Politics

Influential Mizo Body Forces State To Junk Plans For LGBTQI Shelter, Activists Blame Conservative Church

Swarajya Staff

Dec 14, 2022, 03:25 PM | Updated 03:24 PM IST


Top YMA functionaries met state Chief Minister Zoramthanga to oppose the construction of LGBTQI shelter.
Top YMA functionaries met state Chief Minister Zoramthanga to oppose the construction of LGBTQI shelter.
  • Few outside Mizoram know about the powerful stranglehold that Church and Church-backed groups in the state have over the state’s society and polity.
  • Large sections of the Christian Church oppose homosexuality or alternate sexuality and view it as ‘deviant’ and ‘anti-Christ’.
  • Mizoram’s most powerful civil society organisation — the Young Mizo Association (YMA) — has forced the state government to cancel plans for constructing a shelter home for the LGBTQI community in the outskirts of state capital Mizoram. 

    Top YMA functionaries who met state Chief Minister Zoramthanga on Monday (12 December) to oppose the construction of the shelter said it (the shelter) “is not safe and unacceptable to Mizo society as of now”. 

    The state government promptly announced cancellation of the tender that has been invited for constructing the shelter on Tuesday (13 December). 

    The LGBTQI community in the state is “shocked and devastated”. Community activists told Swarajya from Aizawl that it is actually the conservative Christian Church which is opposed to the project. 

    Mizoram is an overwhelmingly Christian-majority state, and the Church wields a lot of influence on society, public policy and politics.

    Christians form a little over 87 per cent of the state’s population and most of them belong to the Presbyterian Church which is considered to be doctrinaire and very conservative. 

    The shelter home for the LGBTQI community was to have come up at Sakawrtuichhun, in the outskirts of Aizawl, from funds received from the Union Ministry of Housing and Urban Affairs. 

    The state’s Urban Development and Poverty Alleviation (UD&PA) department which was to have executed the project had issued a tender inviting bids for construction of the shelter home earlier this month. 

    UD&PA director H Liazela had said that the construction of the shelter home was mandated by the National Human Rights Commission (NHRC).

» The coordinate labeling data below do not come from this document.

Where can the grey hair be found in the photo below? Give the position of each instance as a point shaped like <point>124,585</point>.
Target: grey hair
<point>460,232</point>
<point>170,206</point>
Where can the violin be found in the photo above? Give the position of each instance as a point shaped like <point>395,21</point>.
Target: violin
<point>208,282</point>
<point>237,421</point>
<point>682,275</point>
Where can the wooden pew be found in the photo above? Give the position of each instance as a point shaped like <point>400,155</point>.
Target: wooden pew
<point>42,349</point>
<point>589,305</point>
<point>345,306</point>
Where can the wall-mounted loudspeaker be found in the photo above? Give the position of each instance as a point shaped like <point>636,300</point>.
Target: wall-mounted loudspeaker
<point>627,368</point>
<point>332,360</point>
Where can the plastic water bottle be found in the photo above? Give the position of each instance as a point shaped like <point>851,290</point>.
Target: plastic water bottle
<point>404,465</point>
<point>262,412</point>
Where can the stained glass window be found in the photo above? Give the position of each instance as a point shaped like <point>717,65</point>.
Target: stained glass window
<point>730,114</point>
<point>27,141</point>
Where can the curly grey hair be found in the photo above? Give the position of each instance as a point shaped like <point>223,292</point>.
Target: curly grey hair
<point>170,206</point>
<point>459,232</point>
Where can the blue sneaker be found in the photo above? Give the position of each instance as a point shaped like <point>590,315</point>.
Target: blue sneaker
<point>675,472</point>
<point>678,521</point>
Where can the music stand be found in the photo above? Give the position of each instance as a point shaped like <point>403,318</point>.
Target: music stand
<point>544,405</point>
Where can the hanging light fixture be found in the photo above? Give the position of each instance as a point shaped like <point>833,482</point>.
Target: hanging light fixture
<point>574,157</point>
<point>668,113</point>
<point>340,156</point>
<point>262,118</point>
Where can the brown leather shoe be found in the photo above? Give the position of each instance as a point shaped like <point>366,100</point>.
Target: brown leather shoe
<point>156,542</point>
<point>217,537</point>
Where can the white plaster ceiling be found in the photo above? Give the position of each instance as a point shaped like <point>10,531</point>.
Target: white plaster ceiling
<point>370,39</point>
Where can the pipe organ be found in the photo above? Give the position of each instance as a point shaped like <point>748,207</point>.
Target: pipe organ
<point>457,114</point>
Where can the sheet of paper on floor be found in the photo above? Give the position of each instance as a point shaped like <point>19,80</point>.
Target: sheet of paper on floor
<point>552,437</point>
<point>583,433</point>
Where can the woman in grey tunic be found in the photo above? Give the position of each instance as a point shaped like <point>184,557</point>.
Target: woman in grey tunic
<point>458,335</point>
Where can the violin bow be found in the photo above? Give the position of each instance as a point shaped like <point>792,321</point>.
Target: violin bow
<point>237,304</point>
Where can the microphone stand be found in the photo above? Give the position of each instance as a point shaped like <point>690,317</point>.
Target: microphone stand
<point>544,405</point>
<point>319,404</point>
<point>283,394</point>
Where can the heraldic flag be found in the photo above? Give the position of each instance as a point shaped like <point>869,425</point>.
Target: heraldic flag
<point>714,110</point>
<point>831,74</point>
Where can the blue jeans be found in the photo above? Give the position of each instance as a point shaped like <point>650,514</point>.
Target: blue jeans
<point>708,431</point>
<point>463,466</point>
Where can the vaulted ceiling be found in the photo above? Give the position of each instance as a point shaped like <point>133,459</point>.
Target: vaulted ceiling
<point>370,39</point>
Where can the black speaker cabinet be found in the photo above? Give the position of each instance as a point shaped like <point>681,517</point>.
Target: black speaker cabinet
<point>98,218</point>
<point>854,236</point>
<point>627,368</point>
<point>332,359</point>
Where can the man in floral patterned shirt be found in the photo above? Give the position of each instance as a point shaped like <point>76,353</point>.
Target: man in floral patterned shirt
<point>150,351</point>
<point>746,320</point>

The NHRC had, in July 2021, asked all states to construct shelter homes for members of the LGBTQI community.

    Liazela said that the shelter home was to have been constructed under the National Urban Livelihoods Mission and Rs 40 lakh had been sanctioned for the project. 

    Office-bearers of the YMA’s central committee who met the Chief Minister Monday (12 December) were assured by the latter that the project would be cancelled. 

    “We requested the Chief Minister to cancel the project as setting up a shelter home for the LGBTQI community is unsafe and not acceptable for Mizo society as of now,” YMA president R Lalgheta told the media. 

    LGBTQI activists said that the conservative and all-powerful Christian Church in Mizoram is responsible for cancellation of the project.

    “The Church is very conservative and is homophobic. The Church has always opposed the LGBTQI community,” said an activist who did not want to be named for fear of reprisals from Church leaders. 

    Mizoram, which often calls itself a Christian state, has many radical and conservative Christian groups who often demand that the state government function as per “Christian values and doctrines”. 

    For instance, in June 2018, Christian groups in the state had vehemently opposed the appointment of senior Kerala BJP leader Kummanam Rajasekharan as the Governor of the state on the ground that he was a Hindu.

    Rajasekharan’s close association with the Rashtriya Swayamsevak Sangh (RSS) and the Vishva Hindu Parishad (VHP) were cited to label him a ‘radical Hindu’. 

    A Church-backed political party — People’s Representation for Identity & Status of Mizoram (PRISM) — and the Global Council of Indian Christians had led the movement that time for cancellation of Rajasekharan’s appointment on the grounds that a Hindu activist should not be appointed Governor of a ‘Christian state’ (read this). 

    In early 2019, Church-backed groups had demanded expulsion of Chakmas and Reangs (most of them Buddhists) from the ‘Christian state’ of Mizoram (read this).

    Demonstrations demanding expulsion of the Buddhists turned anti-India, with many displaying seditious placards and mouthing anti-India slogans. 

    Mizoram has also been opposing, and not participating in, International Yoga Day celebrations because of strong opposition by Church groups which hold that yoga is “not compatible with Christian beliefs” (read this). 

    It is no wonder then that Mizoram, where the deeply conservative Church is all-powerful, has cancelled a shelter home for members of the LGBTQI community. Large sections of the Christian Church oppose homosexuality or alternate sexuality and view it as ‘deviant’ and ‘anti-Christ’. 

    But few outside Mizoram ever get to know about the powerful Church and Church-backed groups in the state, and the stranglehold that such groups have over the state’s society and polity.

    Many actions, such as the ones cited above, of these Church-backed groups are radical, fundamentalist and non-secular.